Yap! Efektifitas mengatasi migren oleh umbi-umbian yang sering dipakai sebagai bumbu masak maupun dibuat minuman ini telah diteliti oleh Dr. Roger Cady di pusat penelitian Headache Care Center di Springfield.

Hasil penelitian ini menegaskan bahwa ekstrak jahe efektif meredakan migren hingga 63 persen. Pada sekitar 30 persen partisipan, migren berkurang hanya dalam 2 jam setelah menghisap sari jahe.

Dari sini dapat disimpulkan juga bahwa jahe bisa menjadi alternatif untuk mengatasi migren. Bahkan secara tradisional, selama ini banyak orang mengunyah jahe segar untuk meredakan sakit kepala maupun rasa mual yang menyertai migren.

Beberapa ahli meyakini, kandungan senyawa tertentu di dalam bumbu masakan yang sangat populer ini bisa menghambat prostagraldin yang merupakan mediator nyeri. Jahe juga diyakini mampu mengatasi radang pada pembuluh darah di otak yang merupakan salah satu pemicu migraine.

Dalam penelitian Dr. Cady, jahe yang digunakan memang sudah disarikan dalam bentuk ekstrak. Namun untuk dikonsumsi sehari-hari, jahe segar maupun jahe kering yang sudah diserbuk juga bisa memberikan khasiat yang kurang lebih sama pada penderita migren.

Untuk dibuat minuman, jahe segar biasanya dimemarkan lalu diseduh atau terlebih dahulu dibakar agar aromanya keluar.
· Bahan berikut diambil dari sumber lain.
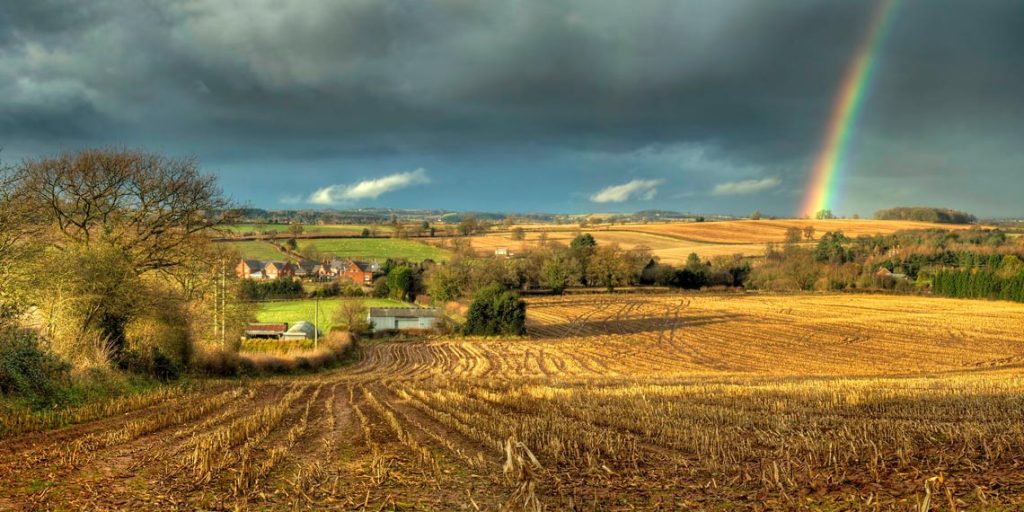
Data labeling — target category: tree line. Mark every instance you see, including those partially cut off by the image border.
[874,206,978,224]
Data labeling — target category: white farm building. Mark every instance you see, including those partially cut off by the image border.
[367,307,440,331]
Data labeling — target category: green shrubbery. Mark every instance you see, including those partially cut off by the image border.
[463,285,526,336]
[0,329,71,404]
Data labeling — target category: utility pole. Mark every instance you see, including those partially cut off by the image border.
[220,258,227,346]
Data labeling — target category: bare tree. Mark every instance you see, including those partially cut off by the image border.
[10,150,228,353]
[16,150,228,273]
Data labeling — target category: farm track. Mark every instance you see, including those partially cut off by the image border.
[6,295,1024,510]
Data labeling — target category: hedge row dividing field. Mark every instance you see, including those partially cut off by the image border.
[0,294,1024,510]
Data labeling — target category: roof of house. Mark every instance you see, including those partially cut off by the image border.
[286,321,316,338]
[370,307,440,318]
[242,259,266,272]
[351,259,376,272]
[246,324,288,334]
[292,259,319,273]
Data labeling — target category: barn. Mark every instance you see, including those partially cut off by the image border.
[281,322,316,341]
[367,307,440,331]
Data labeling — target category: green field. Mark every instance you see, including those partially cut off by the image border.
[299,239,449,261]
[253,298,403,332]
[222,224,391,234]
[223,242,294,261]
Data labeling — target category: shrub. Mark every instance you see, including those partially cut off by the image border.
[463,285,526,336]
[0,330,71,404]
Bisa diminum begitu saja setelah ditambah gula atau pemanis lainnya, bisa juga dicampur dengan minuman lain menjadi teh jahe atau susu jahe.

Jahe juga sering diolah menjadi permen atau biskuit, sehingga pilihannya semakin bervariasi. Berbagai jenis masakan juga banyak yang menggunakan jahe untuk menghadirkan citarasa yang khas dan hangat, cocok untuk dikonsumsi saat cuaca dingin.

Pada beberapa orang, jahe memang bisa memicu efek samping seperti nyeri dada dan kurang dianjurkan bagi yang punya masalah dengan batu empedu. Namun secara umum, efek sampingnya jauh lebih aman dibanding obat-obatan kimia yang bisa memicu kerusakan hati dan ginjal.

Bagaimana, tertarik untuk beralih dari obat-obatan kimia ke produk herbal yang satu ini untuk mengatasi migraine Anda?

Apalagi --syukur alhamdulillah-- kita hidup di negara yang kaya akan tanaman obat ini, jadi tidak susah-susah deh untuk mencari tanaman yang namanya jahe ini. Selamat mencoba!